Nanoparticles composed of selected polyoxometalates (POMs) and carboxymethyl chitosan (CMC) were prepared, characterized, and tested for anticancer activity to establish structure-activity relationships. Cell viability was investigated immediately after treatment and after 24 h to assess both cell recovery and delayed cytotoxicity. The study focused on three questions: (a) trends in cytotoxicity based on POM nuclearity and heteroatoms, (b) effects of CMC encapsulation strategies on cytotoxicity, and (c) cell viability after a recovery period. Among polyoxotungstates, [NaP5W30O110]14-, with a high tungsten content, showed the greatest cytotoxicity towards PC-3 cells at low concentrations. [Co4(H2O)2(PW9O34)2]10- demonstrated moderate cytotoxicity with an IC50 of 437 ± 23 µM for MRC-5 cells, compared to 11 ± 0.3 µM for [NaP5W30O110]14-. Both POMs were encapsulated in a CMC matrix, forming nanoparticles of 100-250 nm, and analyzed by FT-IR and Raman spectroscopy, DLS, and cryo-TEM, and tested against MRC-5, PC-3, and HeLa cells.

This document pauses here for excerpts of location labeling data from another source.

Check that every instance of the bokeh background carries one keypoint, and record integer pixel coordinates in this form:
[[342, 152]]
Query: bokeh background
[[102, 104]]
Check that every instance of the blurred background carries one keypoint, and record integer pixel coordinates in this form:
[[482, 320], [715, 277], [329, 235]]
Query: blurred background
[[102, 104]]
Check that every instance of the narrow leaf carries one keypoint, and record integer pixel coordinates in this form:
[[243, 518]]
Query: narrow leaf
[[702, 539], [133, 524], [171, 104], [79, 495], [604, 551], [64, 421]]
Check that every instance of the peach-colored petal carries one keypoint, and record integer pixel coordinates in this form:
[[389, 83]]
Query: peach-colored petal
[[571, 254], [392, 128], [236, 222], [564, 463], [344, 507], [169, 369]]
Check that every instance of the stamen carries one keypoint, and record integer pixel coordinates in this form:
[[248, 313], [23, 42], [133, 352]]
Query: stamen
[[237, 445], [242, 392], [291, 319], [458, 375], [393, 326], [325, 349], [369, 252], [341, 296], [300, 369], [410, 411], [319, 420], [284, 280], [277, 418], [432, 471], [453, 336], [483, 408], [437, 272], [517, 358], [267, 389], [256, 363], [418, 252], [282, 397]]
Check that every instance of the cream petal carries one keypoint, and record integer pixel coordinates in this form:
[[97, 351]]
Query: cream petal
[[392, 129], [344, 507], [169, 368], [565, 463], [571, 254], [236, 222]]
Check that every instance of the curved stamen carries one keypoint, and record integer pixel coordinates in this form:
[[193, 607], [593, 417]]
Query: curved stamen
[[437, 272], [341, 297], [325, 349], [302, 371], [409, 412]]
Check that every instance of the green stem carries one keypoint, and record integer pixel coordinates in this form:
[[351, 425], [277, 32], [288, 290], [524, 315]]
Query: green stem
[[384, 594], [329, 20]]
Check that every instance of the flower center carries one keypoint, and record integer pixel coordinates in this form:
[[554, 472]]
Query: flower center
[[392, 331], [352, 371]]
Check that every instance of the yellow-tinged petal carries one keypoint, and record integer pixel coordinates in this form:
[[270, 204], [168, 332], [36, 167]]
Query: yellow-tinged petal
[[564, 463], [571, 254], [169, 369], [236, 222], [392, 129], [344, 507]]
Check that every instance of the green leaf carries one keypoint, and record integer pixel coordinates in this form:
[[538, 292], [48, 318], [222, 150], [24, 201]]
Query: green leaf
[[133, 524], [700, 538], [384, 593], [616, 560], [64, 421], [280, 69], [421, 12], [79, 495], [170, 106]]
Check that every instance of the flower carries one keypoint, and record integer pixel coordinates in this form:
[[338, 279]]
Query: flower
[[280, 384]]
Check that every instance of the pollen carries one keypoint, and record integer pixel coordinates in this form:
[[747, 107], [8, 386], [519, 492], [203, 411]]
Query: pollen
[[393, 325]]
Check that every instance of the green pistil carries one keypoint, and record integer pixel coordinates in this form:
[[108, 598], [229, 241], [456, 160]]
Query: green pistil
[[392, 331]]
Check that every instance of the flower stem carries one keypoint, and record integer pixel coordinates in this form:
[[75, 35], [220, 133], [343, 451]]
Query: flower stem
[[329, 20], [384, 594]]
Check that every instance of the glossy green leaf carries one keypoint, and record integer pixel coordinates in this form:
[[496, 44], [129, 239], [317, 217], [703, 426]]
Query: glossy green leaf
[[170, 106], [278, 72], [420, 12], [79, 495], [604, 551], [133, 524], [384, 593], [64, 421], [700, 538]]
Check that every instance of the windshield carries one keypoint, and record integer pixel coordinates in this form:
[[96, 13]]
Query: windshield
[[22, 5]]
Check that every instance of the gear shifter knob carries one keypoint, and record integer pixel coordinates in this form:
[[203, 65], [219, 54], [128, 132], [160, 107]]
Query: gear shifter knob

It was found that forming nanoparticles increased the magnitude of the cytotoxicity compared to the free POM, especially for the lower end of concentrations tested. Furthermore, we newly monitored the cell viability after a 24 h rest period without treatment, allowing for observations of delayed negative or positive effects on the cells. This thorough approach revealed that the preparative strategy applied for encapsulation of [Co4(H2O)2(PW9O34)2]10- in CMC selectively influences the toxicity against HeLa and PC-3 cells compared to the normal MRC-5 cell line.